だけど、ここではまだ耐えられる暑さに襲われた。となると、この防具を脱ぐとかなり寒い環境なのは想像できる。
だが、正直、この防具を着込んでこの温度と言う事は亜寒帯どころの寒さでは無いはずだ。それならば、普通はこの様に薄緑色の鮮やかでフカフカの植物は自生せずに、苔類が中心となる。
それに、高度千メートルと言ったらそんなに気温は変わらない。変わっても数度って所だ。
まぁ、迷宮の階層切り替わりって区分で考えれば高度故の気温などは殆ど関係ないとは思う。
地上は氷山階層の奥地であり、氷点下の気温である。その上空に位置しているのだから気温が下界より上がっていると言うのは氷山の階層と直接繋がっていない証拠であった。
ふわふわの明るい薄緑色の草が生えた地面から顔を起こすとそこが思った以上に小さい事に俺は気が付いた。
周りを見渡すも、この島は半径にして五十メートルも無いように思える。
先程上空に見えたあの巨大な島は何だったのだろうか?と思った矢先島が大きく横に揺れる。
また地震かと思ったが、どう言った原理で浮かんでるのかは分からないけれど、空中に島が浮かんでいるのだから揺れるのは当然かと俺は思って地面に寝そべる。
どうにかしようにも、転移碑も、進むべき道も何もないのだ。視界は雲で覆われて良く見えないし、この孤島から外に続く道もない。
そんな俺にどうしろと言われても、どうする事も出来ない。
揺れが始まってから数分後ガシャリと何かが内部に収納される様な音が聞こえ、島が縦に一回大きく揺れた。

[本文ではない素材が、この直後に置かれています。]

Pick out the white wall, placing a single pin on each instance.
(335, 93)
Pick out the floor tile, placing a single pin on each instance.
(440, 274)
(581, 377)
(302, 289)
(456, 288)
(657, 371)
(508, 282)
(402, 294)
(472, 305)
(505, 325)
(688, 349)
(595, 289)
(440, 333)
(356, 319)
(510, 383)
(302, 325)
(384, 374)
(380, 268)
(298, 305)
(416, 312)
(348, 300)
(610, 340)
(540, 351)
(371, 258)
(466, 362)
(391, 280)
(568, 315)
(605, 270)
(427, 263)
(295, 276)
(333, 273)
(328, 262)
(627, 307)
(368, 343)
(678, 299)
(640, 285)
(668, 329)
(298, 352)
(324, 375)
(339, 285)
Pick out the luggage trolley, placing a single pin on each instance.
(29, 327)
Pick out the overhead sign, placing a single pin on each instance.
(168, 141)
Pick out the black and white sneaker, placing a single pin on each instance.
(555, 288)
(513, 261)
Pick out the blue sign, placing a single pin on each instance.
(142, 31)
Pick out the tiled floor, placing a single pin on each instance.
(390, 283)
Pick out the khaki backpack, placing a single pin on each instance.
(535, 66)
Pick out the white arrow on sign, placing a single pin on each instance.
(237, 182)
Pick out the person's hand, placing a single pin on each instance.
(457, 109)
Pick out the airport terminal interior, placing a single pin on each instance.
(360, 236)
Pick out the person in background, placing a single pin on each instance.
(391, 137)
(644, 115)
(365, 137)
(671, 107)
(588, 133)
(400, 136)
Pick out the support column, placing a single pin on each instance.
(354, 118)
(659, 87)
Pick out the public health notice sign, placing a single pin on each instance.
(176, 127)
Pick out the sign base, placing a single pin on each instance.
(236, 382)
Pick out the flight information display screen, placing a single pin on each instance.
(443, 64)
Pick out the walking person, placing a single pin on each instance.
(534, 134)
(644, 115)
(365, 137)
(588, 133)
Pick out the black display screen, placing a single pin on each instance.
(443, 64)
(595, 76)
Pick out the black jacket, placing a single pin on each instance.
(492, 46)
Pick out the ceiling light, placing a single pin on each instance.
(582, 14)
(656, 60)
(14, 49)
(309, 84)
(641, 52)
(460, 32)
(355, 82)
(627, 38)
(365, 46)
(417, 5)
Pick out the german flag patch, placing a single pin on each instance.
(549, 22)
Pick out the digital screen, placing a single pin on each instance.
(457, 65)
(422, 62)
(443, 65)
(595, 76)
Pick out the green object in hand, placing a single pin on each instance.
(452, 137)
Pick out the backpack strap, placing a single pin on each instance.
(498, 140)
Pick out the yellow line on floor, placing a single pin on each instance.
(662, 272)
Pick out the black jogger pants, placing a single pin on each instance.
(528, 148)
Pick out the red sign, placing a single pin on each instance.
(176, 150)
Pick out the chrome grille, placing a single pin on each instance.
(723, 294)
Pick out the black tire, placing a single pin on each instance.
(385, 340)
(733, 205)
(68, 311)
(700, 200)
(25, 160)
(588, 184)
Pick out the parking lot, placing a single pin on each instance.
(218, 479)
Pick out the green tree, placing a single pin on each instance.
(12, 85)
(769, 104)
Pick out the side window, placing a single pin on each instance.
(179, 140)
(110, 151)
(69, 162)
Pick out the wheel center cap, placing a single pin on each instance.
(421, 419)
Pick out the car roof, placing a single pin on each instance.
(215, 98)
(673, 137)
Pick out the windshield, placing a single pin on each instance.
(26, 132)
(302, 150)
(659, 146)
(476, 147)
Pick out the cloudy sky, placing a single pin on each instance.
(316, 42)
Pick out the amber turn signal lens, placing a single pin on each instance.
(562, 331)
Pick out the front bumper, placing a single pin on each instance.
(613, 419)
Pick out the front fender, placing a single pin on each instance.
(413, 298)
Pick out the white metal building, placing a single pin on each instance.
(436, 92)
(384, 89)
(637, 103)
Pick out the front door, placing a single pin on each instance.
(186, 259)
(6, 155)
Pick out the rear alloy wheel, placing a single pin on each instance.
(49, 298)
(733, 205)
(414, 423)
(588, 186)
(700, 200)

島から振り落とされては堪らないと思って草にしがみ付いて宙に浮いた自分の身体が落下するのを何とか抑える。
そして、島は動き始めた。
上空に向かって島が空を飛んでいる。
空飛べるならば、最初から梯子の演出要らないから地上まで迎えに来てくれれば良いのにな。とか思いながら、猛スピードで上昇を続ける島から流れて行く景色を眺めて地面に俺は寝そべる。
普通ならば、この速度で上昇すれば、空気の圧力に押し潰されてしまうだろうが、不思議とそんな感覚は無く、風も無風だ。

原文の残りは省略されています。